Though flying squirrels are true members of the squirrel family, Sciuridae, they do not really fly, but glide. The the two species of flying squirrels in North America, the northern flying squirrel (Glaucomys sabrinus) and the smaller southern flying squirrel (Glaucomys volans) contain 29 subspecies between them. G. volans and G. sabrinus are the most common subspecies across the entire range in which the two species occur, so measurements for houses are based upon their preferences. However, researching before building will ensure a properly sized box for flying squirrels in your locality.
Measure and cut a single piece 8.5 inches wide by 10 inches long from a 1-by-10 board 61.5 inches long, using a table saw with a cutting guide to make straight cuts. Mark that piece “roof” and set it aside.
Measure and cut a 2.25 inch strip off one side of the remaining 51.5 inch-long, 1-by-10, using the table saw, to leave a board measuring 7 inches in width along its entire length.
Measure and cut the following lengths from the 7-inch wide board: three pieces 10 inches long (mark those “front; side 1 and side 2”); one piece 16 inches long (mark it “back”); and one piece 5.5 inches long (“mark it “floor”).
Cut a hole 1.5 inches in diameter, using a 1.5 inch hole-saw attachment for the drill, near the upper right corner on the outside surface of side 2. Place the hole ½ inch from top and back edge of the board. Optionally, drill a second, 1.5 inch hole in the bottom left corner of side 1 as an escape exit in areas prone to tree-dwelling snakes. Holes should be diagonally opposite one another when the box is assembled.
Drill four ½ inch diameter holes, using a ½ inch drill bit, in the floor near the corners and two more holes ½ inch from the bottom of each side piece, for ventilation and drainage.
Drill two ¼ inch diameter holes – using a ¼ inch drill bit – through the back piece ½ inch from the top and two more ½ inch from the bottom to use as mounting holes.

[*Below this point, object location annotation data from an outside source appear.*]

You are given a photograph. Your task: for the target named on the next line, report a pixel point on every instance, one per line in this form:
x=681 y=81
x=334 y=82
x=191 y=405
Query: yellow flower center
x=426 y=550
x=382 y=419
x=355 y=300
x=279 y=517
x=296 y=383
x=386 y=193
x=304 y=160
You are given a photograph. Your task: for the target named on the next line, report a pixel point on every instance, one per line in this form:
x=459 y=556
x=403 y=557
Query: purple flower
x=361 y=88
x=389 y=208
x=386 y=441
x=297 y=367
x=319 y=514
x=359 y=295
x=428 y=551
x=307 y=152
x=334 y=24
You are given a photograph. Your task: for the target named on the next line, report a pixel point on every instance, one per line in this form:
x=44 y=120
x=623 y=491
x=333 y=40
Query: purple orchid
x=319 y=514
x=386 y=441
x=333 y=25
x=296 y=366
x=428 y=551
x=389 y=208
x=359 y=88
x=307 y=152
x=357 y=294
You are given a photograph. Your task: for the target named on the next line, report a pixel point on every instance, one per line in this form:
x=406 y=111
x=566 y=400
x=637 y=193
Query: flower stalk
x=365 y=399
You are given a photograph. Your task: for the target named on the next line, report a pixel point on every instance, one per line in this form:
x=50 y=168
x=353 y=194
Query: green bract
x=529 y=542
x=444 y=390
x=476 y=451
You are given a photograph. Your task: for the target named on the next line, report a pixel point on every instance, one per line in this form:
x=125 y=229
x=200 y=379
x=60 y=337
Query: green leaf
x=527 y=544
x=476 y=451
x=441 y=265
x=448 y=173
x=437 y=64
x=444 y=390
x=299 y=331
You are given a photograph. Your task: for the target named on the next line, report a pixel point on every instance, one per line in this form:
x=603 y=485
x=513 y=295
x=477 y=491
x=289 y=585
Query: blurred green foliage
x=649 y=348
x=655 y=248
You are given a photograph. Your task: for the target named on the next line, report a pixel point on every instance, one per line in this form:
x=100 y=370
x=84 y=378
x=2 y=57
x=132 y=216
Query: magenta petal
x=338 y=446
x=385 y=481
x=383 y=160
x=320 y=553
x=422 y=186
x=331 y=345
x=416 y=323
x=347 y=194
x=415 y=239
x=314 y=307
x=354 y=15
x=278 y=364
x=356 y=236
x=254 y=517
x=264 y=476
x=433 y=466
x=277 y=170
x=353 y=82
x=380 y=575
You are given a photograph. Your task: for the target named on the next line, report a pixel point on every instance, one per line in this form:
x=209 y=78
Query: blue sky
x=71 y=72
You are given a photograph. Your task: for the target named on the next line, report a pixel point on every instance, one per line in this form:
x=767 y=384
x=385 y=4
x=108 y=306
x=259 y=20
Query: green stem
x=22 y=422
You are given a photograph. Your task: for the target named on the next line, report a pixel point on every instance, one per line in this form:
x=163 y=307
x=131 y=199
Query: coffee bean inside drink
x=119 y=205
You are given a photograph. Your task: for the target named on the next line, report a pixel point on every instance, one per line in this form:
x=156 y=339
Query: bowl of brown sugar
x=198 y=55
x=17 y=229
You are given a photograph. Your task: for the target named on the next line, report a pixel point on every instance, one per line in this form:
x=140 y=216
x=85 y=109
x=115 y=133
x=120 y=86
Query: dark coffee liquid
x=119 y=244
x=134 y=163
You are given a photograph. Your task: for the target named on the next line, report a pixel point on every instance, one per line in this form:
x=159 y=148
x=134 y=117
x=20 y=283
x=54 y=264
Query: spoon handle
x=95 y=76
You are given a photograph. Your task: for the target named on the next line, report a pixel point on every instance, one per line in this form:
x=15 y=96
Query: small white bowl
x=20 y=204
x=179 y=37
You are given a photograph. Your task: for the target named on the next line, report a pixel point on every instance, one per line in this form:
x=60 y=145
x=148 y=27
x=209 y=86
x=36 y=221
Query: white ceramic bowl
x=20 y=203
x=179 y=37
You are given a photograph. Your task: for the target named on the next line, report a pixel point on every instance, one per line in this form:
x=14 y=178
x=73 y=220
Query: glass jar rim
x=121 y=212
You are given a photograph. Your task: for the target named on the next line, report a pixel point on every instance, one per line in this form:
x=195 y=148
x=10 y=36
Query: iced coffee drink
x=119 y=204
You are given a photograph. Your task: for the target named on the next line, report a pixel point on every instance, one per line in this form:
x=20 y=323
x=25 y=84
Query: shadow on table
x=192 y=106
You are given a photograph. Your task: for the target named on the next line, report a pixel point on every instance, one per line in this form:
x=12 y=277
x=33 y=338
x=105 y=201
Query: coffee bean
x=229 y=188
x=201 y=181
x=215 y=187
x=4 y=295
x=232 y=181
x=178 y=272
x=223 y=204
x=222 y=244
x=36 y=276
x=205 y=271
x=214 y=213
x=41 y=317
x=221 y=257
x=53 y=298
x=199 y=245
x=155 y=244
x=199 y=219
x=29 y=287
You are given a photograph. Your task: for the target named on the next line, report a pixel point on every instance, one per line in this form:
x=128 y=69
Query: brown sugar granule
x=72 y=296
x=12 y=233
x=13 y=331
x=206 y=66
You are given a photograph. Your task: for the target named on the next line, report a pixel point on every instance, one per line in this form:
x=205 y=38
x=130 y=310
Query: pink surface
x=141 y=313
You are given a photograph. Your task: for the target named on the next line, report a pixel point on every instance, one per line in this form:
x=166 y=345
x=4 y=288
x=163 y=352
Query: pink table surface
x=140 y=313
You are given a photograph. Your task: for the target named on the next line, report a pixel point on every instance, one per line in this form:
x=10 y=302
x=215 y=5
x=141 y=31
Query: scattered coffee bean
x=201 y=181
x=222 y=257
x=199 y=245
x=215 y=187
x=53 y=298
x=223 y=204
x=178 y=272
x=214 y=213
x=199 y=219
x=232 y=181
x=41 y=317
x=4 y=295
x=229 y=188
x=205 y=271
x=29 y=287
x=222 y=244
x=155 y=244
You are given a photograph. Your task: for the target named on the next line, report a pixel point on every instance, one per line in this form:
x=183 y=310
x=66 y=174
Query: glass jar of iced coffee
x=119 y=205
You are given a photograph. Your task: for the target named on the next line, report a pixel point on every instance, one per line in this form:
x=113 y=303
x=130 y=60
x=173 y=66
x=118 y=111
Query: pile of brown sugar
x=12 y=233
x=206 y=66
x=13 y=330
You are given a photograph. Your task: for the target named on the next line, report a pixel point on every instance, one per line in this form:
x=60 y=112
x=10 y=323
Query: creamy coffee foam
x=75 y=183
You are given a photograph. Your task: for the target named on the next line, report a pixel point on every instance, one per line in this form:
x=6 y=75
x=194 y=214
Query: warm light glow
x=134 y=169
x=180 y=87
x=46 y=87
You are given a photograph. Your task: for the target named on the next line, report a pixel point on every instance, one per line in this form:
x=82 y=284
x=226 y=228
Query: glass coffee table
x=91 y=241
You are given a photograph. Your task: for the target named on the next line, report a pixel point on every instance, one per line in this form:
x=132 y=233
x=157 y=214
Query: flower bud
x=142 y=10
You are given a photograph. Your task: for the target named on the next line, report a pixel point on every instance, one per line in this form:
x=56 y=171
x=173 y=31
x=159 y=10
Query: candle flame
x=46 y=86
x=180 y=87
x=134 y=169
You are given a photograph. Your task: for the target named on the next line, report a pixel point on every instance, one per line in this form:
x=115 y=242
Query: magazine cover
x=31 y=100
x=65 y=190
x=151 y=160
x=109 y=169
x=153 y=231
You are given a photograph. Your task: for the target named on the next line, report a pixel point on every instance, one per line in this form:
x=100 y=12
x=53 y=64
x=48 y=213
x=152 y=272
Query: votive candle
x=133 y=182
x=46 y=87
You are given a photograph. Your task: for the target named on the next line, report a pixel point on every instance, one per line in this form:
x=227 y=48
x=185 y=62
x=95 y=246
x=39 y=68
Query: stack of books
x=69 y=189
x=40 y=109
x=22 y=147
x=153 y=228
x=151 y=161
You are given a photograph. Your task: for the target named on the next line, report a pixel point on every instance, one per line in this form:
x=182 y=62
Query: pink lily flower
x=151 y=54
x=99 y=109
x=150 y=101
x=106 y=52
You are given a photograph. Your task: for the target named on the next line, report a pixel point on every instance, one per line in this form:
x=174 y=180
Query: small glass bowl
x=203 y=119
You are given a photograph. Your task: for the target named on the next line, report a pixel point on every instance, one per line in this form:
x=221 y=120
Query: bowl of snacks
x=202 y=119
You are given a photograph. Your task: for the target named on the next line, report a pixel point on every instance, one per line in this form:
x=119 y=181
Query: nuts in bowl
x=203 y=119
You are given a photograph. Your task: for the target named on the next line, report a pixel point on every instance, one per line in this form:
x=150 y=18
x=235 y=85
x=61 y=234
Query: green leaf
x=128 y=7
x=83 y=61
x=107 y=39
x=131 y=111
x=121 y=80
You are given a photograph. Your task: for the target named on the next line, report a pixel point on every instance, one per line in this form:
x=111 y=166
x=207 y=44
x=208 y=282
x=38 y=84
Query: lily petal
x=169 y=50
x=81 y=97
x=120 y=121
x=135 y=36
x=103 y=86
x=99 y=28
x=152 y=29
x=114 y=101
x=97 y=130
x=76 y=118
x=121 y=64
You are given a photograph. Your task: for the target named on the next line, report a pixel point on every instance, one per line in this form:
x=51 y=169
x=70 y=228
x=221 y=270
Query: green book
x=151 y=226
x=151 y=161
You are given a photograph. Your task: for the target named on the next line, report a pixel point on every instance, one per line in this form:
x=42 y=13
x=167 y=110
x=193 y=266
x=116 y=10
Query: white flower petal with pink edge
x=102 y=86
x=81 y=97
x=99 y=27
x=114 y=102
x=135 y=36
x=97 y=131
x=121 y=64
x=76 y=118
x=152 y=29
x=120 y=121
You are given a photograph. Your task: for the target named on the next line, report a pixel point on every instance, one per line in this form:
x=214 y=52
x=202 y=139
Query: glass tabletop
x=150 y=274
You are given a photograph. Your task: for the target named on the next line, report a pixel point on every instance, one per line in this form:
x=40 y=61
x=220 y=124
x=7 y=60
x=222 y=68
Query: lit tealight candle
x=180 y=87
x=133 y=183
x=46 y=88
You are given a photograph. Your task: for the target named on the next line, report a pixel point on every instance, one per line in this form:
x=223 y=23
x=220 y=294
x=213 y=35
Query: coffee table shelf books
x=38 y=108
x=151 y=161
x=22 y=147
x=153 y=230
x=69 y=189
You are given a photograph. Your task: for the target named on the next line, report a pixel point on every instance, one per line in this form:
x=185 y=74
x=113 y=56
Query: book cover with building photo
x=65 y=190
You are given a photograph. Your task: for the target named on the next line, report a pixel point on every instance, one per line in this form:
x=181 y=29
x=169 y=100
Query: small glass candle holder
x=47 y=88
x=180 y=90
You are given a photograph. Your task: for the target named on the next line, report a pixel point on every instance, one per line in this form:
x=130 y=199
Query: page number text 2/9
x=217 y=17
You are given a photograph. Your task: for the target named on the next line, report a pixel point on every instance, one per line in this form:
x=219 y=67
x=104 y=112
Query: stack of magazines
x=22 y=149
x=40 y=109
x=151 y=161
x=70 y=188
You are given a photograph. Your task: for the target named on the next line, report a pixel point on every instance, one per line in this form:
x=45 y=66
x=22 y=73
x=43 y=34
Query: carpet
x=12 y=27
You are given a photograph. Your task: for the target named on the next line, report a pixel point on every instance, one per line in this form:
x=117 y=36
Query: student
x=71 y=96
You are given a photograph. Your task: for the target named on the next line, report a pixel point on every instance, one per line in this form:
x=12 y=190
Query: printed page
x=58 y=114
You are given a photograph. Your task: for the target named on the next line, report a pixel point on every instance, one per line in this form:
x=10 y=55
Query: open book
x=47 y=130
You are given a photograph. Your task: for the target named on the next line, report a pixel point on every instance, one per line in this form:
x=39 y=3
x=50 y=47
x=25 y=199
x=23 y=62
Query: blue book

Assemble front and sides of the box using six 1.5 inch long brass wood screws placed near the corners and center of the the front piece, into each of the two side pieces.
Mark 3 inches from both top and bottom of the back piece and set the assembled front and sides – front facing out – between those lines. Screw on the back with six more screws spaced similarly to earlier construction.
Fit the floor into the opening at the bottom of the box and fasten it in place with two screws through each side and the back. Do not fasten the front edge of the floor or the screws will interfere with removal of the front piece for later cleaning.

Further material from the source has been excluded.